The last picture would add to your collection the thirdpicture is newer Lionel, no value.
First is old Marx second is Marx engines.
5,6,7, is Marx 8 is old Lionel prewar.
There is one scout motor and the 8902 I think is DC. Not one good 50's or 60's steamer in Lionel.


----------



## Big Ed (Jun 16, 2009)

T-Man said:


> Most is Marx. Most engines are Marx. The old tin Lionel are common and in bad shape. Some Lionel Cars. You will be an expert from fixing Marx with that lot.
> A 100 would get you a good steamer. For parts it may be worth it but you don't need parts. Not even a good transformer, I vote pass.



I vote.....offer them $50.

whats the red engine T Marx? with the what looks like cast nose.


----------



## T-Man (May 16, 2008)

Not sure Ed, It could be. I still have nightmares from the last time I worked on Marx. If I do it again I will use a contact cleaner spray on those reverse units.


----------



## SkyArcher (Oct 20, 2010)

I would not pass on it. There are 17 - 18 tinplate cars in that collection that even if they were only worth $10 each, you'd still be getting a good deal. I can't tell if there is any decent restorable engines in there anywere, tho.

I'd pass on most of the plastic stuff.


----------



## tjcruiser (Jan 10, 2010)

In one photo, 3 of the 4 Lionel tinplate cabooses and 2 tankers don't look all that bad to me. All rather common items, but these look in decent shape. I'd estimate $25 to $30 for that grouping to someone who really wanted those specific cars.

As far as value or recommendation on the full lot, I'd suggest that this is a very mixed bag. Prewar tinplate, Lionel mixed with Marx, several later-era "junk" items. I'm not sure that the lot as a whole would fit anyone's specific collection-passion list.

Cheers,

TJ


----------



## jbsmith966 (Jun 19, 2010)

Haggle them down.
Start with "Give ME $25 and I will take this stuff off of your hands."

The Locos look like they are dire need of being overhauled & refurbished.
This alone drives down the price, your cost of overhauling & refurbishing them if that is your intent. 

Ever see "Pawn Stars" or "American Pickers"?

The track is scrap metal & looks like there is much corrosion.
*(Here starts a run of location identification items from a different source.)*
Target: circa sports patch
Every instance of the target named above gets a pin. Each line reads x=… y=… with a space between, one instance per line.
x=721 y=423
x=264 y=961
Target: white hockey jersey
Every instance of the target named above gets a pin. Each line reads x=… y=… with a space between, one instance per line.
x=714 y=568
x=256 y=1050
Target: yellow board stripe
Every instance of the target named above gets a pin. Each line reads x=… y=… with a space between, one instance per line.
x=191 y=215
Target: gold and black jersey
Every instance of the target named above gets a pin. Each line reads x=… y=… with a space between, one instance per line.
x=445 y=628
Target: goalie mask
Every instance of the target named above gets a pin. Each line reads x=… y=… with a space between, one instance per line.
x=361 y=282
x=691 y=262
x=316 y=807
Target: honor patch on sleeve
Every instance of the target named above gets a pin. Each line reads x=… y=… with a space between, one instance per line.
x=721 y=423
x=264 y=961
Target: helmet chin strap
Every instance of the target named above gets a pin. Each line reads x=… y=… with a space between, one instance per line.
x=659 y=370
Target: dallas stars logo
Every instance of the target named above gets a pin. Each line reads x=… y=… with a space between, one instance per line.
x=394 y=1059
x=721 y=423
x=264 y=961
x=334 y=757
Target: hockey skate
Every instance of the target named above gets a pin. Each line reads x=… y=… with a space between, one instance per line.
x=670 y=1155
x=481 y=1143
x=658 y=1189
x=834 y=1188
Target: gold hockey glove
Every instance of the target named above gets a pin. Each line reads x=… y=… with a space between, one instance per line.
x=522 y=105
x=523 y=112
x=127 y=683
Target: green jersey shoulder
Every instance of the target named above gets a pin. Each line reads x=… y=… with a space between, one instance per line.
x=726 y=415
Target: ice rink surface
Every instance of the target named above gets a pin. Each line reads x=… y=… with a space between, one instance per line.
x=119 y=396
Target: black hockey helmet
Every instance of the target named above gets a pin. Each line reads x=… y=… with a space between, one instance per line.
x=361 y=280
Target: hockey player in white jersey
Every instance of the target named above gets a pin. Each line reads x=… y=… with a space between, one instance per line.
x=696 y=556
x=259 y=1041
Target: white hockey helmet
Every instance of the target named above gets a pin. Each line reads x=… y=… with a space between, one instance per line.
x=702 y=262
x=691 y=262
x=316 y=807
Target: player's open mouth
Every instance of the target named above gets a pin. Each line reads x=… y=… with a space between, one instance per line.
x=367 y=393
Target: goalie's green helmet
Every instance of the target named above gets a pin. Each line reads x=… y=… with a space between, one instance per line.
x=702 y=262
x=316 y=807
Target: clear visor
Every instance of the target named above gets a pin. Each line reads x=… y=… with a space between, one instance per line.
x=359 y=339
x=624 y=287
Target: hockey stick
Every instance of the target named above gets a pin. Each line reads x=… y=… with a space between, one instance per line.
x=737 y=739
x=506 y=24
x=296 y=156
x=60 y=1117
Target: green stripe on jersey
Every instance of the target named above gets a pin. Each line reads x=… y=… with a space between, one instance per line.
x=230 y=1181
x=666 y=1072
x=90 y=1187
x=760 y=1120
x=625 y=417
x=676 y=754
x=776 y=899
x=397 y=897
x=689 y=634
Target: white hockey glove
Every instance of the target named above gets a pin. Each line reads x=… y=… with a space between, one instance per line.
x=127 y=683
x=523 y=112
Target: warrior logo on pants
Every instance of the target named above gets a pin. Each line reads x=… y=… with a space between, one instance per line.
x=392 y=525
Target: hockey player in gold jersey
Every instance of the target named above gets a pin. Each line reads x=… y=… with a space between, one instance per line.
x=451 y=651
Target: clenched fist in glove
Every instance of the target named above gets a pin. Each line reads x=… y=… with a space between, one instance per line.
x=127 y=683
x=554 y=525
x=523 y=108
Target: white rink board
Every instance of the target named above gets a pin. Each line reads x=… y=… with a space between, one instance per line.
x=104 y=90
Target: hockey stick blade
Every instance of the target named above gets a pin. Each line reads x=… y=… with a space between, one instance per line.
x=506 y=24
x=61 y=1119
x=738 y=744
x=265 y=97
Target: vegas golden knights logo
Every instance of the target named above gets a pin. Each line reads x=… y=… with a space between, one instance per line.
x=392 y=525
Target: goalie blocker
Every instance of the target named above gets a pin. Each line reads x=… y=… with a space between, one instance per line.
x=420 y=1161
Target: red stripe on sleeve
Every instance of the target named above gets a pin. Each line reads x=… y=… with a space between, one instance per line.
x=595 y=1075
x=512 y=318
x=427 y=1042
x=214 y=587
The Rolling stock,,the plastic ones are a dime a dozen and some appear to have missing parts. 
The metal ones might be worth something,,how much i know not,,try looking for like items on ebay to get an idea.

To be honest I would pass,,,,maybe $50 tops for the lot if at all.


----------



## T-Man (May 16, 2008)

It's a Red Mercury Engine starting at 39 on e bay with no takers.
It's a Marx deal, That and the Vanderbilt are nice engines for Marx. The bigger steamers need help.

What interests you in the box? The track is salvageable.


----------